REACTIONS OF ELECTRON-RICH ARYLPALLADIUM COMPLEXES WITH OLEFINS - ORIGIN OF THE CHELATE EFFECT IN VINYLATION CATALYSIS

Reaction of (dippp)Pd(Ph)Cl(1) with norbornene or styrene yields (dippp)PdCl2 (8) and (dippp)Pd(eta(2)-olefin). Kinetic follow-up reveals fast formation of (dippp)Pd(phenylnorbornyl)Cl (10), followed by its slow decomposition, with k(insertion) = 0.50 x 10(-3) L mol(-1) s(-1) and k(decomposition) = 0.90 X 10(-4) S-1. Phenylnorbornane and (with styrene) stilbenes are also formed. Faster reaction is observed with (dppp)Pd(Ph)Br (2) and faster still with (dippe)Pd(Cl (4) to yield, in the latter case, the stable (dippe)Pd(phenylnorbornyl)Cl (18).
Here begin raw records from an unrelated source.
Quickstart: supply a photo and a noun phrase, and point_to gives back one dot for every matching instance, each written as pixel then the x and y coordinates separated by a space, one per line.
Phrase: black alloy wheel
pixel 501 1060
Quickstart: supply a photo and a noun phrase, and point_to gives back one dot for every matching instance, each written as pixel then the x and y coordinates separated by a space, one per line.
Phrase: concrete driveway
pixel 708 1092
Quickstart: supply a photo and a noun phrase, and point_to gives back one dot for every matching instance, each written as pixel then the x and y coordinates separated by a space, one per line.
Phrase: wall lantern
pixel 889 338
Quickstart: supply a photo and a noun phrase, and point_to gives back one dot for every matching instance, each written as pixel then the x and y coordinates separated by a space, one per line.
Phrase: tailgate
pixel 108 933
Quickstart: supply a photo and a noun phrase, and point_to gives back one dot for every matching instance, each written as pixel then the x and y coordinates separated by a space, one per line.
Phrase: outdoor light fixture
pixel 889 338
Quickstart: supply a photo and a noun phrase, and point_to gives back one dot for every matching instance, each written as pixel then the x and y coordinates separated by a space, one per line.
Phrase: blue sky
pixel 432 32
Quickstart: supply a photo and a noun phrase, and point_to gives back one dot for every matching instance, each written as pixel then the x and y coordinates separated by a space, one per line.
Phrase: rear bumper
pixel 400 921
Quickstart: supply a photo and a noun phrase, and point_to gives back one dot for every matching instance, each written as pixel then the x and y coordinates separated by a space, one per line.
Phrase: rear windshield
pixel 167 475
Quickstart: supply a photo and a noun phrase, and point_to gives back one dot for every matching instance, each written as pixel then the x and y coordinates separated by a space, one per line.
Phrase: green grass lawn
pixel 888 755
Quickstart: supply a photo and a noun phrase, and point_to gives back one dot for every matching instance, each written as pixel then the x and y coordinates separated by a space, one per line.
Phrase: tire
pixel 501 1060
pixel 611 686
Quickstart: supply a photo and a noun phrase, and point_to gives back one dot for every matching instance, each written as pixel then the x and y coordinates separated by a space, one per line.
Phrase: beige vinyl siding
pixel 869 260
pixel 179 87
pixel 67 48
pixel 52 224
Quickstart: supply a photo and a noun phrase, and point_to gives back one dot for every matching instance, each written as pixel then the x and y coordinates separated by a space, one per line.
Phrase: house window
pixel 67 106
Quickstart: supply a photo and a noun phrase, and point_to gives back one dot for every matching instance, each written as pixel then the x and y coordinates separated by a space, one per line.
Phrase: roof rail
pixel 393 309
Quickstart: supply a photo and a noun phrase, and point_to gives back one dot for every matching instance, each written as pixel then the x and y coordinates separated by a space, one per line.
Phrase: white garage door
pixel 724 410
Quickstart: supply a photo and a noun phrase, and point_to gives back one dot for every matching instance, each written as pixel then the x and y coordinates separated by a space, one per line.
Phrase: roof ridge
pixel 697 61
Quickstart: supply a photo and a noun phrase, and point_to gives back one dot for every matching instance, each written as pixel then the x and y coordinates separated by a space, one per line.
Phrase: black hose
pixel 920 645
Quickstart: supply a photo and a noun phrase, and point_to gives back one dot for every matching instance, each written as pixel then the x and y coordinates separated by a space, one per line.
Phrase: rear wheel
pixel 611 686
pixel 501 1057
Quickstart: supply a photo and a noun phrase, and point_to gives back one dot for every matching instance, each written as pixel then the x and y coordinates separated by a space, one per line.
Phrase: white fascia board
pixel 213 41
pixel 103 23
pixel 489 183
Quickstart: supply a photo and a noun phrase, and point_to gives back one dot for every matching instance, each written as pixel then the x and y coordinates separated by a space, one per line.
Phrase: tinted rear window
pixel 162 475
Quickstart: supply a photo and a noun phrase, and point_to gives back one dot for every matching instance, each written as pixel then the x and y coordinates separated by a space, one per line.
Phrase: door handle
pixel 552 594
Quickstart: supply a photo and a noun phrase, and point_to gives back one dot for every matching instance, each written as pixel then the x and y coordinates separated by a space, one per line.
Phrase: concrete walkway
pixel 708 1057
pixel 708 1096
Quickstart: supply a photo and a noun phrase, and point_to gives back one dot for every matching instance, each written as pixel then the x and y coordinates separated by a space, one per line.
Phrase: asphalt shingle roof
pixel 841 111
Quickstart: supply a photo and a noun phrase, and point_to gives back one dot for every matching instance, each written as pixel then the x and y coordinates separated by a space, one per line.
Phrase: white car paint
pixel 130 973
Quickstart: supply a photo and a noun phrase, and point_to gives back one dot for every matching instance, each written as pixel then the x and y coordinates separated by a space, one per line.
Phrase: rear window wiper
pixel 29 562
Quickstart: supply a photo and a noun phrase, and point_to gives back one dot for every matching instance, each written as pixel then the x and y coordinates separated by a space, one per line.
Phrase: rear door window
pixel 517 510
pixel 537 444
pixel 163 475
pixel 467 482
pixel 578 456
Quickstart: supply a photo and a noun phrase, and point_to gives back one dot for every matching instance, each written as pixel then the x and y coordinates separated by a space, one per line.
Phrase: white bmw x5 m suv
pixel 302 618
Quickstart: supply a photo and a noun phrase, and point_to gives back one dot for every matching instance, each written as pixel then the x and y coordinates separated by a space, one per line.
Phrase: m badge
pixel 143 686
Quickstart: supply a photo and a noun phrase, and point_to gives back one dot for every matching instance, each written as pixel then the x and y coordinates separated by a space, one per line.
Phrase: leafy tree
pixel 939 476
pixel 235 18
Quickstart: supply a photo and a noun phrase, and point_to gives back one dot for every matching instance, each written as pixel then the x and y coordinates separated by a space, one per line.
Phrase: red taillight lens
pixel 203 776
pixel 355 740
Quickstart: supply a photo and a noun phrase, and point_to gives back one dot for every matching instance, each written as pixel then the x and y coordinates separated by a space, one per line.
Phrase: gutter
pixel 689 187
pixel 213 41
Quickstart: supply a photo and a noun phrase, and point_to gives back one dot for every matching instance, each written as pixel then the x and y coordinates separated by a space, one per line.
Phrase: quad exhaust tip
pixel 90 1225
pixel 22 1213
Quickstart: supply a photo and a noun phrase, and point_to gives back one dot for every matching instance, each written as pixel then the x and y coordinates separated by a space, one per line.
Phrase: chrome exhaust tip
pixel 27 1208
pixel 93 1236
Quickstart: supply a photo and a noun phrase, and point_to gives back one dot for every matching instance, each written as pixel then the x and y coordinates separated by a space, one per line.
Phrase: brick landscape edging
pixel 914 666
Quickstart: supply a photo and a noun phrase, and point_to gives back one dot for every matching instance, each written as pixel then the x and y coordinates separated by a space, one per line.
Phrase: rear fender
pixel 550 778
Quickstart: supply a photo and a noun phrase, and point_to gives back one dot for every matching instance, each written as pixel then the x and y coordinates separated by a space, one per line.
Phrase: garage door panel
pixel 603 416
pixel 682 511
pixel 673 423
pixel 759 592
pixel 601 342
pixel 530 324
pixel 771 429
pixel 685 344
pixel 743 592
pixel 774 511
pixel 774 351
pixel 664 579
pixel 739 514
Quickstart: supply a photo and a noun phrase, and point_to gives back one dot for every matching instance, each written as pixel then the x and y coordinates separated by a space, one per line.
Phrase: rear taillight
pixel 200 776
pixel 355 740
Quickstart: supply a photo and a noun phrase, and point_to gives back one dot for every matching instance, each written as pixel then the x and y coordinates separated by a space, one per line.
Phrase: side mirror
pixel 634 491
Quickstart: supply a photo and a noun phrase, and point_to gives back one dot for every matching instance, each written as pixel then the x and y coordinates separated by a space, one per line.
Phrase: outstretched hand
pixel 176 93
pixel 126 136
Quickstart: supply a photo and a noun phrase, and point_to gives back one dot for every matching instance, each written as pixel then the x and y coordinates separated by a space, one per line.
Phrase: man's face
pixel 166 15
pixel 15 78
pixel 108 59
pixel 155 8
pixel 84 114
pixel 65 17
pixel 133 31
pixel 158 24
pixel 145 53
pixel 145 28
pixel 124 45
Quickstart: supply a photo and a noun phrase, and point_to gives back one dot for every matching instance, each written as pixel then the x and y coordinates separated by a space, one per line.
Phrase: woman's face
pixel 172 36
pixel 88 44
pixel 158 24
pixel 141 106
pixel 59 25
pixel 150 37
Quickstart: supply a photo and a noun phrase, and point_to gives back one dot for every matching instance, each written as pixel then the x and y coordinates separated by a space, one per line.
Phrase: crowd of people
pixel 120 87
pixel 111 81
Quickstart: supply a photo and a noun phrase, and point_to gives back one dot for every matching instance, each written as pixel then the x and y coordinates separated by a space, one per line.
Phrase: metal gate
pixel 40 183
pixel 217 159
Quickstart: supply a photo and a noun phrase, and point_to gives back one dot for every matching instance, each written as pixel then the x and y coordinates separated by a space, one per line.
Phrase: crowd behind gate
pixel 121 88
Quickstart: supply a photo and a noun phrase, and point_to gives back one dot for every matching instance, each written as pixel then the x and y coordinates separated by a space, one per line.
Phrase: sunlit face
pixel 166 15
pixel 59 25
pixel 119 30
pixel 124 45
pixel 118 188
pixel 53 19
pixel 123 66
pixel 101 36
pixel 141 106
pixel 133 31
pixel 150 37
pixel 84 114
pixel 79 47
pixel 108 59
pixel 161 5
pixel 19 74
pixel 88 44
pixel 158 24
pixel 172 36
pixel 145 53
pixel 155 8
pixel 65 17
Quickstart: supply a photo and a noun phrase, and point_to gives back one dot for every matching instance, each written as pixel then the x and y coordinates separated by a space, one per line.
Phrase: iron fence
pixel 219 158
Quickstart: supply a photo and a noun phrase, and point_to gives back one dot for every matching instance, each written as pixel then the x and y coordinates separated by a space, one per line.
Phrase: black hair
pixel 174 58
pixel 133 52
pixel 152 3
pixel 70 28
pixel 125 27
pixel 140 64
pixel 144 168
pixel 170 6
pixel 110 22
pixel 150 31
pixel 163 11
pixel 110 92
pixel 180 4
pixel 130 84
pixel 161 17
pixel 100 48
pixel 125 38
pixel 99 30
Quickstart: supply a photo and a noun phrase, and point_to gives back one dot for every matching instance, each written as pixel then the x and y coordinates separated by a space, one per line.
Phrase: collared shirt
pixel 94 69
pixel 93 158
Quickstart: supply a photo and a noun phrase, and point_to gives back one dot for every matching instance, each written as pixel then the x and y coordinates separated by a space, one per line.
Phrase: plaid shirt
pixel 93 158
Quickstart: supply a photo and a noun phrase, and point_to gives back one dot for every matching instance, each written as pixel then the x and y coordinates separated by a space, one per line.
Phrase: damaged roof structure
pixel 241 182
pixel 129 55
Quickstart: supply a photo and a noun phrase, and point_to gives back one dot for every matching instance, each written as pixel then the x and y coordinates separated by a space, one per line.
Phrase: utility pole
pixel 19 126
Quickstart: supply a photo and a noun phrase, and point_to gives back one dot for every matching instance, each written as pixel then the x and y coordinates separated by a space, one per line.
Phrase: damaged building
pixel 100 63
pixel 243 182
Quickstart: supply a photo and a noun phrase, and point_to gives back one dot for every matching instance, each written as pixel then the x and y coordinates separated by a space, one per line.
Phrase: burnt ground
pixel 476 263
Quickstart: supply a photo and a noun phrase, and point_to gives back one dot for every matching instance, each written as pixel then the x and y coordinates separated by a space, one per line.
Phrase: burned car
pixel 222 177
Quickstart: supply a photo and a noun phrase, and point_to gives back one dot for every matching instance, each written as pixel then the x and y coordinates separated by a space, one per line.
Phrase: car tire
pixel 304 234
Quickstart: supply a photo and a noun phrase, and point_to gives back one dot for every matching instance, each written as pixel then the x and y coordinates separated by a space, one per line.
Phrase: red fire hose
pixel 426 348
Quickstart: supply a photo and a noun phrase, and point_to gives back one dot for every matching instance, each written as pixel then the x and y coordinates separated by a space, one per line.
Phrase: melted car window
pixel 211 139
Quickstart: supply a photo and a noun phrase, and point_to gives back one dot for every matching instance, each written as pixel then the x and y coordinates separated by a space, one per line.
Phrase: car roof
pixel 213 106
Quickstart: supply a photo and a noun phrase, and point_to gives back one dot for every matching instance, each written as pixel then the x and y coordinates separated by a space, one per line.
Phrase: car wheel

The rates of these reactions are strongly solvent dependent (DMF >> dioxane), are strongly retarded by added Cl-, and are unaffected by added phosphine, indicating that halide dissociation, followed by olefin coordination and rate-determining olefin insertion, are involved. In contrast, reaction of trans-(P(i)Pr(2)(n)Bu)(2)Pd(Ph)X (X = Cl, 5; X = Br, 6) with norbornene (or styrene) involves phosphine dissociation and leads to formation of (P(i)Pr(2)(n)Bu)(2)Pd(H)X. In the case of norbornene, beta-carbon elimination of the unobserved intermediate phenylnorbornyl complexes followed by beta-H elimination yields 1-methylene-2-phenylcyclohexenes. Complexes of the ligand dippb are unique in that both eta(1) and eta(2) coordination modes are easily accessible. While reaction products are similar to those obtained with dippp and dippe complexes, dependence of the reaction rate on reaction variables is intermediate between those observed for complexes of chelating and monodentate phosphines. The implications of these findings on catalysis are outlined.